Elia Kazan was a controversial pick for the lifetime achievement award. In fact, he had already been denied such accolades by the American Film Institute and many film festivals and critics associations due to his testimony before the House Committee on Un-American Activities in 1952 in which he named former members of the Group Theater he knew to be communists.
When Karl Malden nominated Kazan for this award, he gave a presentation to the Board of Governors of the Academy of Motion Picture Arts and Sciences, in which he said (all quotes via Wikipedia), “as far as I’m concerned, there’s no place for politics in any art form.” (!!!) He expected a big debate, but, as the LA Times reported, “he was greeted by a rousing burst of applause.”
Kazan himself was unrepentant. In 1976, he said in an interview, “I would rather do what I did than crawl in front of a ritualistic Left and lie the way those other comrades did, and betray my own soul. I didn’t betray it. I made a difficult decision.”

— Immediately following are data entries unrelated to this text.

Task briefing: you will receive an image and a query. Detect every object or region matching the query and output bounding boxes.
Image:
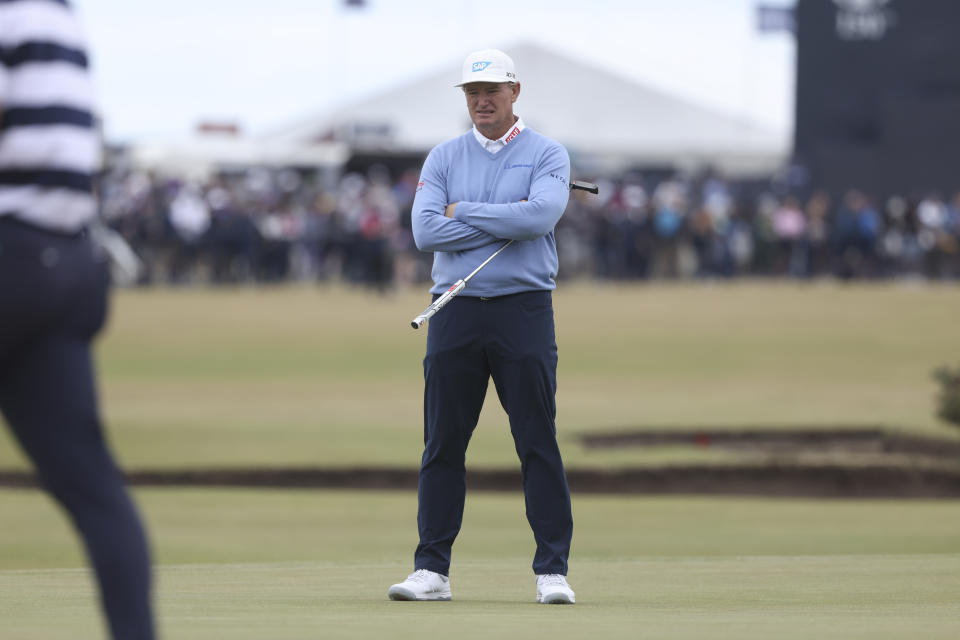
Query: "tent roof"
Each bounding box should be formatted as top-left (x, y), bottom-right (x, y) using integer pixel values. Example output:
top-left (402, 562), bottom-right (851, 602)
top-left (271, 45), bottom-right (788, 173)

When someone wins a lifetime achievement award at the Oscars, they are traditionally given a standing ovation. As you can see in the video, several audience members clapped politely but would not stand for Elia Kazan; others refused to applaud. On the other hand, many Academy members did stand, defiantly, making a point of their own on the line they saw between artistic achievement and one’s personal or political actions.
So, if you were in the Los Angeles County Music Center on the night of March 21, 1999, when Elia Kazan received his honorary award for lifetime achievement, you could either stand up and make a point, or stay seated and make a point. Those were your options. There was no way to stay neutral.
And as a barely politically aware 12-year-old watching from home, I was gobsmacked by this realization: You can’t recuse yourself from discourse. Silence is a statement. Abstention from voting is itself a vote for something. The food you eat, the products you purchase, the words you use, all of these decisions have weight, both subtle and profound. You can’t claim neutrality or plead ignorance.
What you’re doing matters, so you may as well know what you’re doing.
Study up. There’s going to be a test. Every single day.